Grey shakes his head. “Nah, I appreciate it, but I’m cool here. I promise. Thanks, though.” He takes a few steps toward a squat gray building with weather-beaten shutters and a tiny, shed-like garage in the back. “I’ll see you guys tomorrow.”
“Hang on,” says Mia, pulling me along. She gives me a look, tipping her head in his direction, like she’s tapping me in for the debate. “You’re cool with it, right, Sky?”
“Of course.” Not. In no way. “But it seems like he’s got it under control here. So, if—”
My words disappear, though, because Grey’s pulled up the garage door, the muscles of his broad back and shoulders shifting smoothly as he thrusts the door up along its rusting track.
“See?” he says, pointing to a lumpy white couch sporting what looks like a half-century’s worth of mystery stains—a perfect complement to the funk of beer and weed and sweat potent enough to make my eyes water. “Perfectly fine, right?”
But, like me, he’s lousy at hiding his feelings. Even turned away to shove some empty beer cans into a garbage bag, his body language tells me everything.
He doesn’t want to be here in this musty space, crowded with furniture and audio equipment, the only natural light coming in from the tiny half-moon windows set into the garage door, which faces a dim alleyway.
“You should come stay with us,” I say, surprising the hell out of us both. “I mean, this is…”
“It’s fine,” Grey insists. “I don’t need much, and I’m hardly ever here.”
I think how different he is from Brooks, who says what he means, tells you—without hesitation—what he wants.
“Come on,” says Mia.
“Seriously,” he tells us. “It’s really nice of you to ask, but I’m fine. I can’t afford—”
“I paid up on the place through the end of the lease,” Mia says. “You can just chip in on food and utilities. I’m sure you can manage that, right? It’s only for a few weeks. And you’d be rooming with two awesome, super hot girls. How can you say no to that?”
He looks at me, and I can see he’s worried about the same things I am. Rooming together. Being too close, constantly one second away from making a really dumb choice. He’s young and too reckless for me. And a musician, on top of it all. He’s everything I don’t need sharing my space.

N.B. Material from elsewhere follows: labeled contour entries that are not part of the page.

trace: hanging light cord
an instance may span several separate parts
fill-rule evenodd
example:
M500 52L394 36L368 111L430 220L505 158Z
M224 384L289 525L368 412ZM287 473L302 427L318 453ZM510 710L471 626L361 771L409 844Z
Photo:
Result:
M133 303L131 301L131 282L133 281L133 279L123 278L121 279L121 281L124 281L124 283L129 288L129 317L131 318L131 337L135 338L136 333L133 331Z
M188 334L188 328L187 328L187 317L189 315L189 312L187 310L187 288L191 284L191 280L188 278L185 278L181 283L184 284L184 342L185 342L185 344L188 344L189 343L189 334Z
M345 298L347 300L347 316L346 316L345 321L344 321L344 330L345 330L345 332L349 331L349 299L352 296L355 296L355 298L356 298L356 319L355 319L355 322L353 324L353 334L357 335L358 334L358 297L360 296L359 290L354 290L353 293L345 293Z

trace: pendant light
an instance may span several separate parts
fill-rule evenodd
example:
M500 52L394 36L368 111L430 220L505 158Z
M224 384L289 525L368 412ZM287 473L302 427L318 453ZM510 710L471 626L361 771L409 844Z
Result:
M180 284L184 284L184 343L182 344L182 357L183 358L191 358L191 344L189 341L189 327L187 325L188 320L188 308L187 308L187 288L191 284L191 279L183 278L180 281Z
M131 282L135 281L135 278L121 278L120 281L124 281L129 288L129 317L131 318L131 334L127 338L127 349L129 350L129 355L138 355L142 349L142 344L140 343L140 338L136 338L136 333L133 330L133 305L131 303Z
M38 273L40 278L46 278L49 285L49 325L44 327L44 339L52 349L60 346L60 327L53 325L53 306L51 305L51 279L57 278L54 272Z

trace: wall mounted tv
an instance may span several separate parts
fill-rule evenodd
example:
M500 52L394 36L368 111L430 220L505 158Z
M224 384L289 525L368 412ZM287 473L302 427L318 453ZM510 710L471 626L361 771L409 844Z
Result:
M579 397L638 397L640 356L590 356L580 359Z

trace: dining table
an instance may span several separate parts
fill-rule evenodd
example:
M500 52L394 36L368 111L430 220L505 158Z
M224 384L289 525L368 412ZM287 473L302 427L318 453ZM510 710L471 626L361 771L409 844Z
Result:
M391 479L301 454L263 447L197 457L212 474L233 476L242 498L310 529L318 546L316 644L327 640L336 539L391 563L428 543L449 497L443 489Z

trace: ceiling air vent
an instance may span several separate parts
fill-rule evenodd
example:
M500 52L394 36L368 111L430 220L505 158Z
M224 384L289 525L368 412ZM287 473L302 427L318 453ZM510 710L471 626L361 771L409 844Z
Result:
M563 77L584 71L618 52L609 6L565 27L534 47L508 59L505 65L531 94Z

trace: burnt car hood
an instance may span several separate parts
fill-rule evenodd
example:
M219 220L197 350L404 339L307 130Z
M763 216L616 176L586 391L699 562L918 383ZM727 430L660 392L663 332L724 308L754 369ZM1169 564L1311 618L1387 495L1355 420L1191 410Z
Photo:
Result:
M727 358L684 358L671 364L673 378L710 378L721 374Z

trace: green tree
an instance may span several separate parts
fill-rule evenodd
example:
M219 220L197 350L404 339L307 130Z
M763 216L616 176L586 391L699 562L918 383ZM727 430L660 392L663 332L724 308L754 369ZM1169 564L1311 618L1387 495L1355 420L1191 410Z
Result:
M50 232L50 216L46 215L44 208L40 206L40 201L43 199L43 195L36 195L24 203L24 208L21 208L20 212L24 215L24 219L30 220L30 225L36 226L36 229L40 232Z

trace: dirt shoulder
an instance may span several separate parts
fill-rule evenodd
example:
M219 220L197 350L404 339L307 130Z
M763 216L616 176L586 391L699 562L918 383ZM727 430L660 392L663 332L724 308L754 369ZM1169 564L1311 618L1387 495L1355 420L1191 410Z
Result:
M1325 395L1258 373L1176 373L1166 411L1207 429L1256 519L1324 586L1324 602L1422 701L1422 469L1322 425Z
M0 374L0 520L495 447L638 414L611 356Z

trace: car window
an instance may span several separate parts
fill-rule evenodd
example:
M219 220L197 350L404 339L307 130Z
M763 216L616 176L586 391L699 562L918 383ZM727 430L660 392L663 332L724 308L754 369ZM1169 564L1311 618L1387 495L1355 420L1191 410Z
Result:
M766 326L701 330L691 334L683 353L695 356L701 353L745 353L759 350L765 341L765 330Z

But something tugs at me, makes me put all of those concerns aside. I see it in his smoke-gray eyes, which are so alive, so deep and full of thoughts. Some pain or fear lives there. Something that makes it so hard for him to accept. To take a simple kindness. It’s not just about me but about trusting. Anything.
Seeing that, I can’t let him spend another night in this crappy place. Just…alone.
“You should come home with us,” I say. “It will be…a lot better than this, I promise.”